Roughly 1.4 million people have been trained to serve as poll workers on Tuesday, about the same as four years ago, according to the U.S. Election Assistance Commission (search). But nearly 2 million will be needed to deal with expected heavy turnout, huge numbers of first-time voters and unfamiliar touch-screen machines in hundreds of counties.

Desperate for workers, the Election Assistance Commission urged businesses and federal agencies to give volunteers the day off with pay to staff the polls. But as the last deadline for training new workers passed Friday, critical shortages remained in many states.

"If the criminal justice system didn't have access to jurors, the criminal justice system wouldn't exist. Poll workers are just as important as jurors," said DeForest Soaries Jr., chairman of the EAC and former New Jersey secretary of state.

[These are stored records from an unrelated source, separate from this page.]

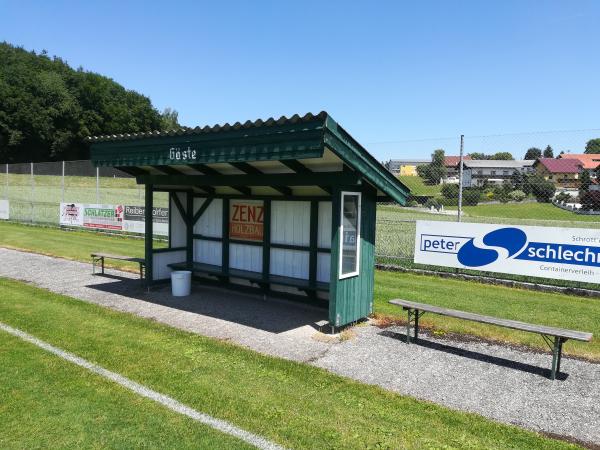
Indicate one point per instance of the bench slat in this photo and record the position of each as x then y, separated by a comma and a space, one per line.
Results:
507, 323
119, 257
211, 269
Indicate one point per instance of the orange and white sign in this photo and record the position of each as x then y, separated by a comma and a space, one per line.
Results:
246, 220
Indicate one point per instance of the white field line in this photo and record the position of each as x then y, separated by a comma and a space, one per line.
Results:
144, 391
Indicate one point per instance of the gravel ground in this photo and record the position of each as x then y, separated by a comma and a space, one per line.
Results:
500, 382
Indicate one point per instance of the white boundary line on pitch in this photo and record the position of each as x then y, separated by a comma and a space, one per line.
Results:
165, 400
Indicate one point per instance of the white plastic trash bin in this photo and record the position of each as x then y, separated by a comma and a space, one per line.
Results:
181, 283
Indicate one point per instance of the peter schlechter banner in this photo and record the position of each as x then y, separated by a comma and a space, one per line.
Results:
547, 252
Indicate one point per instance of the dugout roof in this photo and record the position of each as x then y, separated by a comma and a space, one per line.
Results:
296, 156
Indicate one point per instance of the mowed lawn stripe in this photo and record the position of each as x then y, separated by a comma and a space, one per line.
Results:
296, 405
143, 391
46, 402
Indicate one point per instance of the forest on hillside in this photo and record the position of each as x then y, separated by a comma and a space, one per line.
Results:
47, 108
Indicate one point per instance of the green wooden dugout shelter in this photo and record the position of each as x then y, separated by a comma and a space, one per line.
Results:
285, 205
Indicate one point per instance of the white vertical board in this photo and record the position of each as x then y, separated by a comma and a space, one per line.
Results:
211, 221
160, 271
290, 263
324, 234
290, 223
208, 252
178, 231
245, 257
323, 267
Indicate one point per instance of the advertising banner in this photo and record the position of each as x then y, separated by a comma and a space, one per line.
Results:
4, 209
106, 217
134, 220
246, 220
547, 252
71, 214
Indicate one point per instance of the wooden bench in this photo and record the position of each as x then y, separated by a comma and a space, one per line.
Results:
98, 258
253, 277
560, 335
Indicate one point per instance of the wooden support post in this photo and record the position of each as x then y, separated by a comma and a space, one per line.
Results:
189, 221
266, 240
225, 237
149, 193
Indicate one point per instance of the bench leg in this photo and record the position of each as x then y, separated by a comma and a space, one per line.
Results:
416, 325
408, 327
556, 357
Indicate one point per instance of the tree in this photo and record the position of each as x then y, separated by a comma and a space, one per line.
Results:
450, 191
590, 200
533, 153
548, 152
435, 171
592, 146
585, 180
168, 119
47, 108
542, 189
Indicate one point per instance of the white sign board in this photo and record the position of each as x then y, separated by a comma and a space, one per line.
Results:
4, 209
71, 214
547, 252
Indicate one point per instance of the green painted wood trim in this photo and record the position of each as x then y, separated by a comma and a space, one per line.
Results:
225, 237
289, 179
170, 216
167, 250
148, 241
207, 238
274, 133
201, 210
190, 228
298, 198
356, 156
298, 167
179, 207
314, 236
335, 257
266, 239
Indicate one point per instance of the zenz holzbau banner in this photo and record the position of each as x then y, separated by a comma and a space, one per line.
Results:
246, 220
547, 252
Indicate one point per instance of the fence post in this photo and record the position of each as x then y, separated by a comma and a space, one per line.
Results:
62, 184
460, 175
32, 192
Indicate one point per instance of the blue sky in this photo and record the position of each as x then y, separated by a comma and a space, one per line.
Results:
387, 71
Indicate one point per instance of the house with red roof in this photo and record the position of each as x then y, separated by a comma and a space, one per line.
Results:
563, 172
590, 161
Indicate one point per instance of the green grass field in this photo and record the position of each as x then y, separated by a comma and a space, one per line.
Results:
46, 402
537, 307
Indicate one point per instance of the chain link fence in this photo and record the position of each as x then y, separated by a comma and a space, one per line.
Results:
544, 179
35, 190
550, 180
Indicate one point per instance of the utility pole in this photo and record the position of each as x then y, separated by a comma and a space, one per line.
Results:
460, 173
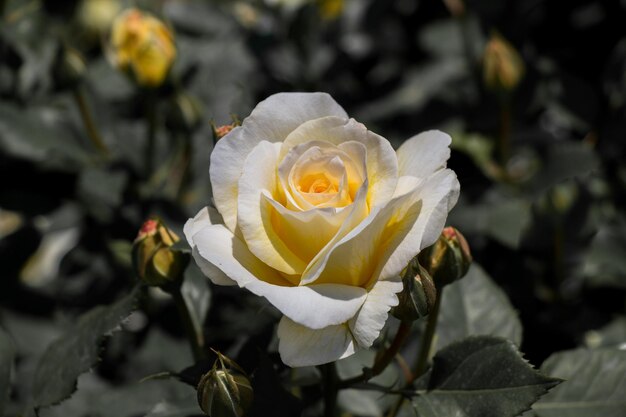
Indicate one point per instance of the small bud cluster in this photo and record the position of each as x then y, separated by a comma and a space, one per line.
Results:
143, 46
438, 265
503, 67
225, 390
155, 262
449, 259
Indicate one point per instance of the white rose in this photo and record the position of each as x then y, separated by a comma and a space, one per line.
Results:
320, 216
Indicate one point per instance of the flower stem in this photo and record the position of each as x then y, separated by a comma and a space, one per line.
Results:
151, 120
90, 126
329, 375
504, 137
196, 340
424, 352
384, 359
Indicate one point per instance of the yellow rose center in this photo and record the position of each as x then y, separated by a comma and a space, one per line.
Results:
317, 184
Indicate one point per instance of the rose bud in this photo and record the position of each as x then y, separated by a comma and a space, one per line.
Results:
418, 294
95, 17
503, 67
448, 259
330, 9
225, 390
154, 260
143, 46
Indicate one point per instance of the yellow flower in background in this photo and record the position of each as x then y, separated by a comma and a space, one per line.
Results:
320, 216
142, 45
503, 67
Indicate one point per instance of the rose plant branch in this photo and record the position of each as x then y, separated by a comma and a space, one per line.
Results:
383, 360
424, 352
330, 387
90, 126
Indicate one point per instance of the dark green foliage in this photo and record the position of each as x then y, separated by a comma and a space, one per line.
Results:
77, 351
482, 377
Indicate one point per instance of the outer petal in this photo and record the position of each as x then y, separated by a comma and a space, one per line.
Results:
272, 120
338, 303
301, 346
254, 217
438, 194
382, 164
424, 154
206, 217
370, 320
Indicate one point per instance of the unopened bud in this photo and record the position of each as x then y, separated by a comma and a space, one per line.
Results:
225, 390
143, 46
503, 67
448, 259
155, 262
418, 295
95, 16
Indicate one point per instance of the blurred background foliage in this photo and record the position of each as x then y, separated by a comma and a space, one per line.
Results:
532, 92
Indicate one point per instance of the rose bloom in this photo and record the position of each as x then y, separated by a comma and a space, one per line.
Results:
142, 45
320, 216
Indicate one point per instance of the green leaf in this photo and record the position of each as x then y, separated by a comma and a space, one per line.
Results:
475, 305
595, 384
182, 407
366, 403
38, 135
102, 191
76, 351
480, 376
197, 295
604, 264
611, 335
7, 355
564, 160
96, 397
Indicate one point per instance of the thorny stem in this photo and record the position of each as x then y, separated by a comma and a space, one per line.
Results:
329, 375
90, 126
196, 340
424, 352
151, 137
505, 131
384, 359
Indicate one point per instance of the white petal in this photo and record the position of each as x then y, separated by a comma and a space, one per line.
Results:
352, 154
220, 247
358, 258
438, 194
272, 120
306, 233
358, 212
254, 220
215, 274
424, 154
205, 217
301, 346
315, 306
370, 320
382, 163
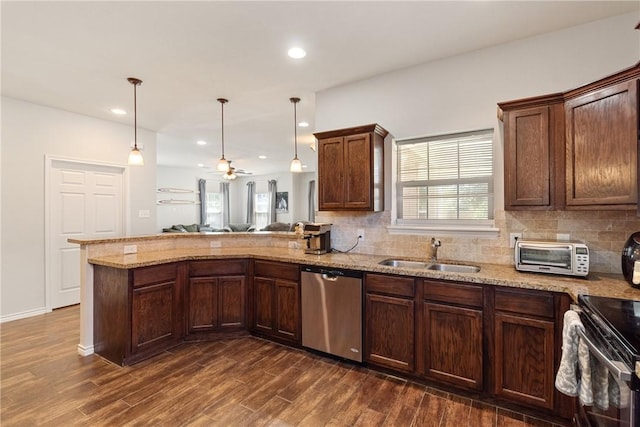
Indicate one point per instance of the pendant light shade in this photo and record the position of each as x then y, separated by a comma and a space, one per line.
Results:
135, 157
296, 164
223, 164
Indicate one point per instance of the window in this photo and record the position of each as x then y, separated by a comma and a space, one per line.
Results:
262, 210
447, 178
214, 209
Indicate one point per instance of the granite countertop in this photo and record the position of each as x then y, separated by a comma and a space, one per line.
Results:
491, 274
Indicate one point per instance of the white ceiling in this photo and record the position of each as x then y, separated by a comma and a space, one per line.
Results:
76, 56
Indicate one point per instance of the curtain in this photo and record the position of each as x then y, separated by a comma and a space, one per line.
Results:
251, 202
312, 201
202, 188
273, 188
224, 191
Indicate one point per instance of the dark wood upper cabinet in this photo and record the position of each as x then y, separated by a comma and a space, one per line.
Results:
351, 169
602, 147
533, 153
574, 150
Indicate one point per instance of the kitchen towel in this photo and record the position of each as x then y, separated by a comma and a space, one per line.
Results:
574, 374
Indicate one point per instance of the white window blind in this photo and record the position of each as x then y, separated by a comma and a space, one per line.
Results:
262, 210
214, 209
445, 178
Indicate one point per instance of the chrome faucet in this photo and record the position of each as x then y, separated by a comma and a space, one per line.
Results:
435, 244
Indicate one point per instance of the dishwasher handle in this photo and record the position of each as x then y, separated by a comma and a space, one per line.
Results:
331, 274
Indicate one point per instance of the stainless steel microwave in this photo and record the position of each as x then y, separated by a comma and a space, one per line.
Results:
568, 258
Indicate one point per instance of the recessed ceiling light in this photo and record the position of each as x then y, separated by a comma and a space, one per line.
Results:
297, 53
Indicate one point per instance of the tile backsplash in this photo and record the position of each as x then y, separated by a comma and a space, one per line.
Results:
604, 232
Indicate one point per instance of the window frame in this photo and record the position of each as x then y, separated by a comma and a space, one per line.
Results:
478, 227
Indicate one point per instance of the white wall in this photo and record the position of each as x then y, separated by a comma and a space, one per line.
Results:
29, 133
461, 93
184, 178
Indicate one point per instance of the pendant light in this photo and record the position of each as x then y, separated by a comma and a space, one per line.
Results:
223, 164
296, 164
135, 157
230, 174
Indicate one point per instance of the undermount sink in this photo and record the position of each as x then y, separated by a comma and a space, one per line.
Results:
403, 263
454, 268
451, 268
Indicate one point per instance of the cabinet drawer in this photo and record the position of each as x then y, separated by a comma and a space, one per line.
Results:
536, 303
217, 267
390, 285
454, 293
156, 274
277, 270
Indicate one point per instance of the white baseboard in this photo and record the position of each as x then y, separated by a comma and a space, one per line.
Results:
85, 350
23, 314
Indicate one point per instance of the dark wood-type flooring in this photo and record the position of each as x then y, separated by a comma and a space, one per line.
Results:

The shortage is acute in urban areas where workers should be able to speak multiple languages. Soaries is most worried about New York City, Washington, St. Louis, Chicago and Los Angeles.

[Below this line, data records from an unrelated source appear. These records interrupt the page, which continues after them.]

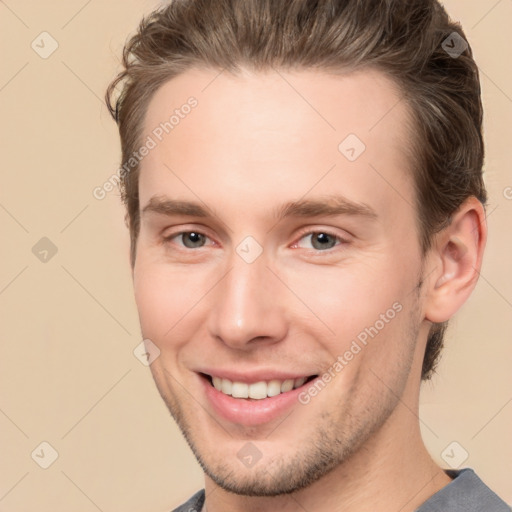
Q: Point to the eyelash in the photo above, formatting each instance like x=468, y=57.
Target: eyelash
x=341, y=241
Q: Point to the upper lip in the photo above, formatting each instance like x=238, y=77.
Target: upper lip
x=250, y=376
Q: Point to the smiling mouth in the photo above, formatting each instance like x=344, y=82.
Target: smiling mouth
x=256, y=390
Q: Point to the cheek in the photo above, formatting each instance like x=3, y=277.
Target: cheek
x=352, y=299
x=159, y=302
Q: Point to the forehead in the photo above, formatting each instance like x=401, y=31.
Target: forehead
x=281, y=130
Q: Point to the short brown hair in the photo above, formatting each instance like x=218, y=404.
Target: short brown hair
x=408, y=40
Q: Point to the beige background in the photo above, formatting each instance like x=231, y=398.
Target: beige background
x=68, y=375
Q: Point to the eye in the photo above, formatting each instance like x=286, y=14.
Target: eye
x=189, y=239
x=319, y=240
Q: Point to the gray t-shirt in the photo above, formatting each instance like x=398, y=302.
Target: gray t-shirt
x=465, y=493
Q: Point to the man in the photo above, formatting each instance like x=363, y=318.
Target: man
x=304, y=194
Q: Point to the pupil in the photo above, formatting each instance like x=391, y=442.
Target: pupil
x=323, y=241
x=193, y=239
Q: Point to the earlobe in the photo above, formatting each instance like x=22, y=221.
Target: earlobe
x=458, y=251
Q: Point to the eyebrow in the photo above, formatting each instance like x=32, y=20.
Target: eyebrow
x=325, y=206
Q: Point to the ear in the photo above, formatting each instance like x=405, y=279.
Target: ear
x=455, y=261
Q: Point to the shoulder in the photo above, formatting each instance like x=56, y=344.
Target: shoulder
x=465, y=493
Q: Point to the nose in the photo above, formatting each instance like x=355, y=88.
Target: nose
x=247, y=310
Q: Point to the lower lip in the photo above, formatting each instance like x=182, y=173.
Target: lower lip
x=251, y=412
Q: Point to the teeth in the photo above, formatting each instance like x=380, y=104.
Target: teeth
x=256, y=390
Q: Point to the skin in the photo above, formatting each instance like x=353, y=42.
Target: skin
x=254, y=143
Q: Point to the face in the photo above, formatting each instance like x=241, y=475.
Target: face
x=277, y=268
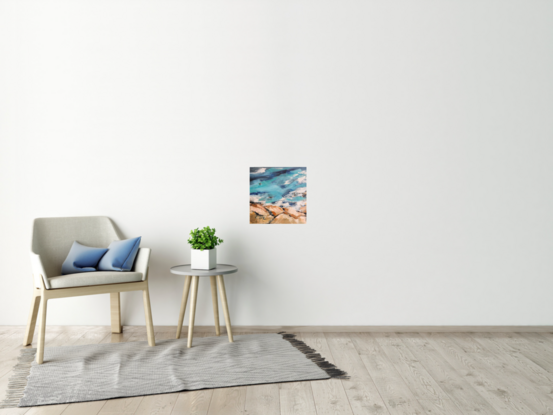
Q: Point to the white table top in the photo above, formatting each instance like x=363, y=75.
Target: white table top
x=221, y=269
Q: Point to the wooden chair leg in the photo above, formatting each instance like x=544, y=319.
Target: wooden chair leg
x=193, y=298
x=148, y=314
x=215, y=304
x=42, y=330
x=31, y=324
x=223, y=293
x=115, y=305
x=183, y=304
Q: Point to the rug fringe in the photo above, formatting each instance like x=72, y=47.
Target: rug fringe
x=18, y=381
x=330, y=369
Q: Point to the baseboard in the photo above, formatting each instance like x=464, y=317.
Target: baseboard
x=374, y=329
x=339, y=329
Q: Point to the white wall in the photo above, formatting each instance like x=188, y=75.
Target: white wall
x=426, y=127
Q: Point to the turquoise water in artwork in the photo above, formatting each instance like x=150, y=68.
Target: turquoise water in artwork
x=279, y=186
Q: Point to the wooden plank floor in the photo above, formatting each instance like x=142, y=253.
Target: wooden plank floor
x=391, y=373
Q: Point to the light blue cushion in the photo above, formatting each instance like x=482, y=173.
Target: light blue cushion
x=120, y=255
x=82, y=258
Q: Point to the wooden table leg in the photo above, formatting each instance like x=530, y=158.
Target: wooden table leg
x=223, y=293
x=215, y=304
x=194, y=296
x=183, y=304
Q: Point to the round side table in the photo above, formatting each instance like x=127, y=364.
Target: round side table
x=193, y=277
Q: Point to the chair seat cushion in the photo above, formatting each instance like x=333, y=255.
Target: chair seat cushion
x=93, y=278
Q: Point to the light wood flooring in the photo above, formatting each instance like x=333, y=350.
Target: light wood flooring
x=391, y=373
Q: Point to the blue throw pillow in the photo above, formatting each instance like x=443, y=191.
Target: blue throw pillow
x=82, y=259
x=120, y=255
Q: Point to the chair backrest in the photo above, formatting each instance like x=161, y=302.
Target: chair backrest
x=53, y=237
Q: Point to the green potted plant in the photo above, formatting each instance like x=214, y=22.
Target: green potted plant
x=203, y=243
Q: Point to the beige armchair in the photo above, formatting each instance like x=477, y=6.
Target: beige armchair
x=51, y=242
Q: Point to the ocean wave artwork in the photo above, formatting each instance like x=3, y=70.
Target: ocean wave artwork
x=278, y=195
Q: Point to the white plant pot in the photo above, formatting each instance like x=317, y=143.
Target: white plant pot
x=206, y=259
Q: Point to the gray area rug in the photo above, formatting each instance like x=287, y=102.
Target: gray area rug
x=105, y=371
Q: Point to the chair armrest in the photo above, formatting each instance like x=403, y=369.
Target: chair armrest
x=142, y=261
x=39, y=274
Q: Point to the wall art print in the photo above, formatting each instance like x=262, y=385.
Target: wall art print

Election officials also are struggling to motivate volunteers: For every three poll workers trained, only two show up on election day.

And in Los Angeles County, Registrar Connie McCormack estimates that one-third of the county's past volunteers don't return for a second election. In March 2002, 125 precincts opened late because no workers were available. The county, the nation's largest, tapped business owners, county workers, leaders of ethnic groups and even high schoolers to find the 25,000 poll workers it will need Tuesday.

This summer, the EAC launched a recruiting drive among federal workers, but of the 100,000 U.S. Department of Agriculture employees who received an e-mail Oct. 21 asking them to volunteer, only 14 signed up.

A looming threat for future elections, officials say, is that the most reliable volunteers are retirees. The EAC estimates that the average poll worker is 72 years old.

"I don't want to sound crass, but poll workers are passing on," said Michael Sciortino, president of the Ohio Association of Election Officials and director of the Mahoning County Board of Elections.

"Where's the next generation of poll workers?" asked Kay J. Maxwell, president of the U.S. League of Women Voters. "We need passion about this whole process and civic participation."

Florida, Arizona, Nevada and other Sunshine Belt states with low costs of living and plentiful housing have an ample supply of retirees. But their exodus drained the Eastern seaboard and upper Midwest of knowledgeable volunteers.

Election officials in Indiana wooed union members and unemployed factory workers with stipends of $75 for rank-and-file poll workers and $150 for precinct leaders. Kentucky officials asked sheriffs and judges to enlist volunteers and even recruited at summer festivals. A new Ohio law gives state and local government employees a paid day off to work the polls.

New York City pays among the best — up to $300 for a day's work at the polls. But the shift typically lasts from 5 a.m. until the polls close and votes are counted.

In California's San Luis Obispo County, Clerk-Recorder Julie Rodewald was able to get a raise for poll workers — to $97, plus $10 for attending a three-hour training course. She also created split shifts and flex time — a nod to stay-at-home parents who told her they could volunteer only during school hours.